Department of Hematology and Oncology, Children's Hospital, Zhejiang University School of Medicine, No. 57 Zhugan Lane, Yan-an Road, Gongshu District, Hangzhou, Zhejiang, China.
Paediatr Drugs. 2023 Sep;25(5):577-584. doi: 10.1007/s40272-023-00577-8. Epub 2023 Jun 7.
Ruxolitinib has been increasingly used in the treatment of steroid-refractory graft-versus-host disease (SR-GVHD) in allogeneic hematopoietic stem cell transplantation (allo-HSCT) patients. However, there are limited data on the use of ruxolitinib in children.
This study aimed to assess the efficacy and toxicity of ruxolitinib in the treatment of SR-GVHD in children.
Data of patients who suffered from SR-GVHD after allo-HSCT and received ruxolitinib treatment between June 2018 and December 2020 at our center were analyzed retrospectively. The characteristics of patients, the dosage of ruxolitinib, the response, toxicity, and the survival data were collected.
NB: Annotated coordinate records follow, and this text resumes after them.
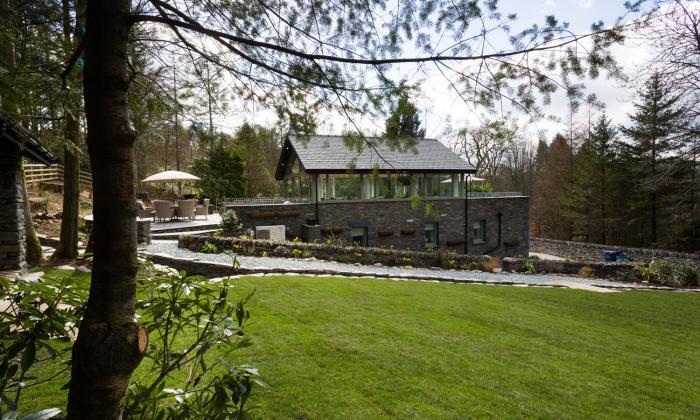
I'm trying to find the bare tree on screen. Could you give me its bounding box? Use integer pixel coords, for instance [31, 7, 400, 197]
[454, 119, 518, 180]
[17, 0, 656, 419]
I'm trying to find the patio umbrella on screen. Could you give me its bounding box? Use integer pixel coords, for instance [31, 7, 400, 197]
[141, 171, 199, 182]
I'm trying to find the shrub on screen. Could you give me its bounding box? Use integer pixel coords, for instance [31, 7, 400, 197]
[674, 263, 700, 287]
[481, 257, 501, 273]
[544, 260, 564, 273]
[219, 210, 242, 235]
[649, 260, 676, 286]
[634, 264, 654, 282]
[578, 265, 593, 278]
[0, 262, 265, 419]
[523, 261, 537, 274]
[199, 242, 221, 254]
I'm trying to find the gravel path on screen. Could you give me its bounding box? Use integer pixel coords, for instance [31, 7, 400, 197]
[140, 241, 647, 289]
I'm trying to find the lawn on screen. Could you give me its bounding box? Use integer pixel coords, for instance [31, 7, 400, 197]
[16, 270, 700, 419]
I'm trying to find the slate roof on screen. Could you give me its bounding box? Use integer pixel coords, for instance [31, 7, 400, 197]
[0, 115, 57, 165]
[276, 135, 475, 179]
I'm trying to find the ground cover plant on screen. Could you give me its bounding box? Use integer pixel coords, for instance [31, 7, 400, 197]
[0, 261, 265, 420]
[15, 268, 700, 418]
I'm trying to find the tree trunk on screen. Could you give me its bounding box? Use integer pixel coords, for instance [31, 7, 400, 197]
[53, 112, 80, 260]
[68, 0, 148, 419]
[22, 167, 44, 266]
[53, 0, 84, 260]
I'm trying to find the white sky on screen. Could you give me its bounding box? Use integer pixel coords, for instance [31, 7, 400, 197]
[200, 0, 650, 141]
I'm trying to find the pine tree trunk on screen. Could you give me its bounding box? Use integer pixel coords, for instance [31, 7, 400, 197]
[68, 0, 148, 419]
[53, 0, 84, 260]
[22, 167, 44, 266]
[53, 112, 80, 260]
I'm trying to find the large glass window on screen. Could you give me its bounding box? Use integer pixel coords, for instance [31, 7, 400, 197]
[319, 174, 362, 200]
[472, 220, 486, 244]
[351, 226, 367, 246]
[438, 174, 453, 197]
[419, 174, 440, 197]
[423, 223, 438, 246]
[371, 174, 396, 198]
[396, 175, 413, 198]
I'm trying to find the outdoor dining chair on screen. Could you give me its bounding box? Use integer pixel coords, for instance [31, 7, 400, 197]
[195, 198, 209, 220]
[175, 200, 197, 220]
[153, 200, 175, 221]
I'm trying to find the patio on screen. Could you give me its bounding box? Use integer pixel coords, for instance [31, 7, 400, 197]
[83, 213, 221, 233]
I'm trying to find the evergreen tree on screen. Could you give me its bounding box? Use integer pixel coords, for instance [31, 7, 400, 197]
[384, 85, 425, 139]
[192, 134, 245, 203]
[565, 113, 617, 244]
[533, 134, 571, 240]
[621, 74, 682, 245]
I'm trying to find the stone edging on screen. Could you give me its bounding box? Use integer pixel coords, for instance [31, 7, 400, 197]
[530, 236, 700, 264]
[148, 254, 700, 292]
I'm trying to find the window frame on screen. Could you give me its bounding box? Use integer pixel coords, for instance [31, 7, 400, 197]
[472, 219, 486, 245]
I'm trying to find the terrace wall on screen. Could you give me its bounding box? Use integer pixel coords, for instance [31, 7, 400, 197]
[0, 142, 27, 270]
[226, 197, 529, 256]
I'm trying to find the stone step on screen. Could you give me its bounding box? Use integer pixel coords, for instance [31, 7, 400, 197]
[151, 223, 219, 234]
[151, 229, 218, 240]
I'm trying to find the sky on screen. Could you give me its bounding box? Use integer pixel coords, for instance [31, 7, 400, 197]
[206, 0, 650, 141]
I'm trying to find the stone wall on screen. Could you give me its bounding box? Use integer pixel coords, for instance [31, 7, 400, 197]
[221, 197, 529, 256]
[178, 235, 490, 270]
[0, 142, 27, 270]
[530, 237, 700, 265]
[501, 258, 634, 280]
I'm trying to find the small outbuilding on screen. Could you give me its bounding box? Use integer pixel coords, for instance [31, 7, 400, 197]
[0, 115, 56, 271]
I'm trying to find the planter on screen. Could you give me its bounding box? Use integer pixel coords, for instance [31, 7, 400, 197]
[249, 211, 276, 219]
[275, 210, 301, 217]
[321, 227, 345, 235]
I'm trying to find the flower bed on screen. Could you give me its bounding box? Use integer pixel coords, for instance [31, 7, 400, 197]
[178, 235, 490, 270]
A total of 14 pediatric patients were diagnosed with SR-GVHD after allo-HSCT and received ruxolitinib. The age of the patients ranged from 3 months to 12 years old. The dosage of ruxolitinib ranged from 2.5 mg twice daily to 7.5 mg twice daily, mainly according to patient weight. The total overall response rate (ORR) was 64.3% (9/14), with 63.6% (7/11) in aGVHD and 67% (2/3) in cGVHD. Of the 14 patients, adverse effects were observed in 9 patients (64.3%), including cytopenia, infection, and elevated alanine aminotransferase. In addition, seven reports on the treatment of SR-GVHD in children with ruxolitinib were included for systematic analysis, with the ORR ranging from 45 to 87% in aGVHD and 70-91% in cGVHD.
Given its effectiveness and safety, ruxolitinib could be used to treat SR-GVHD in children after HSCT.
鲁索利替尼已越来越多地用于治疗异基因造血干细胞移植(allo-HSCT)患者的激素难治性移植物抗宿主病(SR-GVHD)。然而,儿童使用鲁索利替尼的数据有限。
本研究旨在评估鲁索利替尼治疗儿童 SR-GVHD 的疗效和毒性。
回顾性分析了 2018 年 6 月至 2020 年 12 月期间在我院接受 allo-HSCT 后发生 SR-GVHD 并接受鲁索利替尼治疗的患者的数据。收集了患者的特征、鲁索利替尼的剂量、反应、毒性和生存数据。
共有 14 例儿童 allo-HSCT 后诊断为 SR-GVHD,并接受鲁索利替尼治疗。患者年龄 3 个月至 12 岁。鲁索利替尼的剂量范围为 2.5mg,每日两次至 7.5mg,每日两次,主要根据患者体重而定。总总体缓解率(ORR)为 64.3%(9/14),其中急性移植物抗宿主病(aGVHD)为 63.6%(7/11),慢性移植物抗宿主病(cGVHD)为 67%(2/3)。14 例患者中,9 例(64.3%)出现不良反应,包括血细胞减少、感染和丙氨酸氨基转移酶升高。此外,还纳入了 7 篇关于儿童用鲁索利替尼治疗 SR-GVHD 的研究进行系统分析,aGVHD 的 ORR 为 45-87%,cGVHD 的 ORR 为 70-91%。
鉴于其有效性和安全性,鲁索利替尼可用于治疗 HSCT 后儿童的 SR-GVHD。